Ma quali sono gli effetti deleteri del workhaolism sulla salute dei ragazzi? Secondo uno studio condotto da Cecilie Andreassen, professoressa di Psicologia all'Universita' di Bergen, e pubblicato su Psychology Today, i sintomi piu' comuni derivati dalla dipendenza dal lavoro sono depressione, ansia, insonnia e aumento di peso. Pensiero condiviso anche dalla psicoterapeuta Amy Morin, che nel suo bestseller internazionale '13 Things Mentally Strong People Don't Do' ha evidenziato come il 42% dei millennials che lavorano intensamente piu' di 9 ore al giorno e rimangono costantemente attaccati allo schermo del pc hanno avuto riscontri negativi sulla propria salute mentale, andando a peggiorare le relazioni sociali con amici, parenti e il proprio partner.

In una ricerca su un campione di oltre 300 donne Bryan Robinson, professore alla University of North Carolina-Charlotte, ha riscontrato che il rischio divorzio e' altissimo: solo il 45% dei workaholic riesce ad evitarlo contro l'84% della popolazione. E ancora, il dott. Justin Bazan in uno studio pubblicato su Daily Mail ha evidenziato come il 58% dei giovani lavoratori della fascia 18-32 ha accusato forti problemi alla vista a causa del tempo eccessivo trascorso al computer.
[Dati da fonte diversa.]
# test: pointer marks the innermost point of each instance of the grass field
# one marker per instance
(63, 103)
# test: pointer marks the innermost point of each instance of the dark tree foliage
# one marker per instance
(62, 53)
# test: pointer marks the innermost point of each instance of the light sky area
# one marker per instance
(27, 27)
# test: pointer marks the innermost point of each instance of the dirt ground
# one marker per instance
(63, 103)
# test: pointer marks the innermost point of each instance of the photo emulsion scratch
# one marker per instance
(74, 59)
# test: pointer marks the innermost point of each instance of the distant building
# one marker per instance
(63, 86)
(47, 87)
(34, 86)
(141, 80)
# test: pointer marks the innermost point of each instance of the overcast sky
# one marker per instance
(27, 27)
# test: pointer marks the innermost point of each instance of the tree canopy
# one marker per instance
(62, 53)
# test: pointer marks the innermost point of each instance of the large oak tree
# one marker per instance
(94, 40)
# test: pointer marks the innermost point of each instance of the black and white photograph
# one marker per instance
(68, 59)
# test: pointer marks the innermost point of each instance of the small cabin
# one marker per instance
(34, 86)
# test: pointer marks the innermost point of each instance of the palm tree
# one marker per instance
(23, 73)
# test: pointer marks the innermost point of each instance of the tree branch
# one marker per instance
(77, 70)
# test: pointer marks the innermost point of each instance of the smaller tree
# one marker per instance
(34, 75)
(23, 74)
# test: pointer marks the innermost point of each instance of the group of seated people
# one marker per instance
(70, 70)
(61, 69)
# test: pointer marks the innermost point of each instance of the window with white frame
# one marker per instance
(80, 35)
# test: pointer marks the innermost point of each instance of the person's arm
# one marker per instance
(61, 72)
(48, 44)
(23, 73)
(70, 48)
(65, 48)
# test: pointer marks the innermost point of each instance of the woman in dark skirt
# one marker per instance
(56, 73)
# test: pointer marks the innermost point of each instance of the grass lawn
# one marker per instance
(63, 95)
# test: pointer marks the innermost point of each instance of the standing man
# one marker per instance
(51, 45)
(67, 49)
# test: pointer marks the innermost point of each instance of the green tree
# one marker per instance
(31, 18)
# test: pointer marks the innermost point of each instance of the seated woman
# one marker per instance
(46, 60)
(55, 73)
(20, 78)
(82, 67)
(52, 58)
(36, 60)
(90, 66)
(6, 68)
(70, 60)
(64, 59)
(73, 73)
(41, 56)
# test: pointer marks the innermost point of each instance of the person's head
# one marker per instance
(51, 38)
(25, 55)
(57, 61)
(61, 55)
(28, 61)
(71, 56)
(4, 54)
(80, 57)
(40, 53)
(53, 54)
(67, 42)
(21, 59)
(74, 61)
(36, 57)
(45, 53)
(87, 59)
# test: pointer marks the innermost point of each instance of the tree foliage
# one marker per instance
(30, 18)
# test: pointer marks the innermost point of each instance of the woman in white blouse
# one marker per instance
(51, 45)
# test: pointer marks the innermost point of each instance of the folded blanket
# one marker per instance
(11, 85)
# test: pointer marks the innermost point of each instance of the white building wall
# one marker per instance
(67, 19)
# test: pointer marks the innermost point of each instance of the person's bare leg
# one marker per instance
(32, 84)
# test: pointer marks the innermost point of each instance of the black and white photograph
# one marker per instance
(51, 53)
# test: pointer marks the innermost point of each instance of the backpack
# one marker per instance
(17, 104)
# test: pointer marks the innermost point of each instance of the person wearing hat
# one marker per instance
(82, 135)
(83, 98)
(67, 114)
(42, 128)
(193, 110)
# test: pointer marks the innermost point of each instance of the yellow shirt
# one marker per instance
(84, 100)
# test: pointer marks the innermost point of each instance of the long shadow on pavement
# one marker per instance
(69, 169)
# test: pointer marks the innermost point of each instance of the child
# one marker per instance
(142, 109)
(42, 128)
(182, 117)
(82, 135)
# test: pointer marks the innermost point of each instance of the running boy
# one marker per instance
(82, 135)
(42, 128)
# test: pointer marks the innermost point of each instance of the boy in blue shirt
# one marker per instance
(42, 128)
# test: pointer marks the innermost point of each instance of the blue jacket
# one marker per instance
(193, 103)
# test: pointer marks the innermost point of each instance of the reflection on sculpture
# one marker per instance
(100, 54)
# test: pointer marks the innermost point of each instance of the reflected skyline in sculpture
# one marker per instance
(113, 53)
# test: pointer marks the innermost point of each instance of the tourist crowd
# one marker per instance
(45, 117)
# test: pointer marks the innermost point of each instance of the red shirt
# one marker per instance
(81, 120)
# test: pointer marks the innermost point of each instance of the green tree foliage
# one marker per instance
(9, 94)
Per curare questa forma di dipendenza sono stati addirittura fondati centri terapeutici ad hoc, di cui il piu' importante ha sede a New York e si chiama 'Workaholics Anonymous'. Un esempio drammatico e lampante e' rappresentato anche dal fenomeno degli Hikikomori, adolescenti perennemente catturati dal web che decidono di non uscire di casa durante l'intero arco della giornata. Trend negativo che si pensava interessasse esclusivamente il Giappone, ma che negli ultimi anni ha interessato anche l'Europa e il Belpaese.

Ma quali sono le principali motivazioni che spingono sempre piu' giovani a lasciarsi catturare dalla spirale del workhaolism? "La pressione del capo, la paura di non riuscire a fare carriera, il forte desiderio di avere successo dal punto di vista professionale e quindi lavorare sodo per sfondare. Sono numerosi gli stimoli che possono impattare sulla scarsa capacita' di mettere un limite ordinato alla propria esistenza- prosegue Marina Osnaghi- La generazione dei millennials dimostra molta piu' preoccupazione verso il futuro rispetto alla precedente, soprattutto a causa della ricerca dell'indipendenza economica, del desiderio di una famiglia da formare e poi mantenere, e dell'ansia di dover essere piu' bravi degli altri. Ne consegue che le abitudini di lavoro sono diventate una gabbia in cui perdersi e i confini etici che proteggono la vita privata sono andati via via affievolendosi".